See Validate CSM Health.
Run the CSM health checks to ensure that everything is working properly before the upgrade starts. After the upgrade is completed, another health check is performed. It is important to know if any problems observed at that time existed prior to the upgrade.
IMPORTANT: See the CSM Install Validation and Health Checks procedures in the documentation for the CURRENT CSM version on the system. The validation procedures in the CSM documentation are only intended to work with that specific version of CSM.
(ncn-m001#
) Start a typescript on ncn-m001
to capture the commands and output from this procedure.
script -af csm-update.$(date +%Y-%m-%d).txt
export PS1='\u@\H \D{%Y-%m-%d} \t \w # '
Download and extract the CSM v1.4.1
release to ncn-m001
.
(ncn-m001#
) Set CSM_DISTDIR
to the directory of the extracted files.
IMPORTANT: If necessary, change this command to match the actual location of the extracted files.
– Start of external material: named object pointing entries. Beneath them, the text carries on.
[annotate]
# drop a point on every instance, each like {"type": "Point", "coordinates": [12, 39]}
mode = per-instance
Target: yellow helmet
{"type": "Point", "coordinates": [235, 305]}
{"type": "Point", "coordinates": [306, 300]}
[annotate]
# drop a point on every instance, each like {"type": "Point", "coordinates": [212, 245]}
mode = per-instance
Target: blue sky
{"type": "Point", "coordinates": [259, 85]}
export CSM_DISTDIR="$(pwd)/csm-1.4.1"
echo "${CSM_DISTDIR}"
(ncn-m001#
) Set CSM_RELEASE_VERSION
to the CSM release version.
export CSM_RELEASE_VERSION="$(${CSM_DISTDIR}/lib/version.sh --version)"
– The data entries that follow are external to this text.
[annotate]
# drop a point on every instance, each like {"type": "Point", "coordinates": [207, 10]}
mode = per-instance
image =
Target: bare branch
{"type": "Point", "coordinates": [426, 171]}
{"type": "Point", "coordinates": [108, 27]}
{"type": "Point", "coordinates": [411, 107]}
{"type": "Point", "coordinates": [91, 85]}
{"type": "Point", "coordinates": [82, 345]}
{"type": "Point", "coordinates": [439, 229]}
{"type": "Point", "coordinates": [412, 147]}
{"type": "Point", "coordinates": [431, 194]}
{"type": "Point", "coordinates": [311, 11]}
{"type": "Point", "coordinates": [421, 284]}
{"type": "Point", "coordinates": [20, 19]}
echo "${CSM_RELEASE_VERSION}"
Download and install/upgrade the latest documentation on ncn-m001
.
(ncn-m001#
) Run lib/setup-nexus.sh
to configure Nexus and upload new CSM RPM
repositories, container images, and Helm charts:
cd "$CSM_DISTDIR"
./lib/setup-nexus.sh ; echo "RC=$?"
On success, the output should end with the following:
+ Nexus setup complete
setup-nexus.sh: OK
RC=0
In the event of an error, consult Troubleshoot Nexus
to resolve potential problems and then try running setup-nexus.sh
again. Note that subsequent runs of setup-nexus.sh
may
report FAIL
when uploading duplicate assets. This is okay as long as setup-nexus.sh
outputs setup-nexus.sh: OK
and exits
with status code 0
.
(ncn-m001#
) Run the following script in preparation for 1.4.1 patch upgrade:
for c in $(kubectl get crd |grep argo | cut -d' ' -f1)
do
kubectl label --overwrite crd $c app.kubernetes.io/managed-by="Helm"
kubectl annotate --overwrite crd $c meta.helm.sh/release-name="cray-nls"
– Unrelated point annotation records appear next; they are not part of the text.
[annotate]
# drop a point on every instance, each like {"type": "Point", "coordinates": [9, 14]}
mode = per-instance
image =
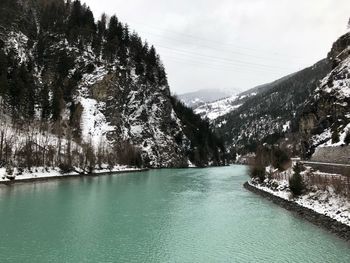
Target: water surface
{"type": "Point", "coordinates": [172, 215]}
kubectl annotate --overwrite crd $c meta.helm.sh/release-namespace="argo"
done
(ncn-m001#
) Run upgrade.sh
to deploy upgraded CSM applications and services:
cd "$CSM_DISTDIR"
./upgrade.sh
It is important to upload NCN images to IMS and to edit the cray-product-catalog
. This is necessary when updating products
with IUF. If this step is skipped, IUF will fail when updating or upgrading products in the future.
(ncn-m001#
) Execute script to upload CSM NCN images and update the cray-product-catalog
.
/usr/share/doc/csm/upgrade/scripts/upgrade/upload-ncn-images.sh
(ncn-m001#
) Update select RPMs on the NCNs.
pdsh -b -S -w $(grep -oP 'ncn-\w\d+' /etc/hosts | sort -u | tr -t '\n' ',') \
'zypper install -y hpe-csm-goss-package csm-testing goss-servers craycli && systemctl enable goss-servers && systemctl restart goss-servers' \
&& echo PASSED || echo FAILED
Verify that the new CSM version is in the product catalog.
(ncn-m001#
) Verify that the new CSM version is listed in the output of the following command:
kubectl get cm cray-product-catalog -n services -o jsonpath='{.data.csm}' | yq r -j - | jq -r 'to_entries[] | .key' | sort -V
Example output that includes the new CSM version (1.4.1
):
0.9.2
0.9.3
0.9.4
0.9.5
0.9.6
1.0.1
1.0.10
1.2.0
1.2.1
1.2.2
1.3.0
1.3.1
1.4.0
1.4.1
Confirm that the product catalog has an accurate timestamp for the CSM upgrade.
(ncn-m001#
) Confirm that the import_date
reflects the timestamp of the upgrade.
kubectl get cm cray-product-catalog -n services -o jsonpath='{.data.csm}' | yq r - '"1.4.1".configuration.import_date'
(ncn-m001#
) Remember to exit the typescript that was started at the beginning of the upgrade.
exit
It is recommended to save the typescript file for later reference.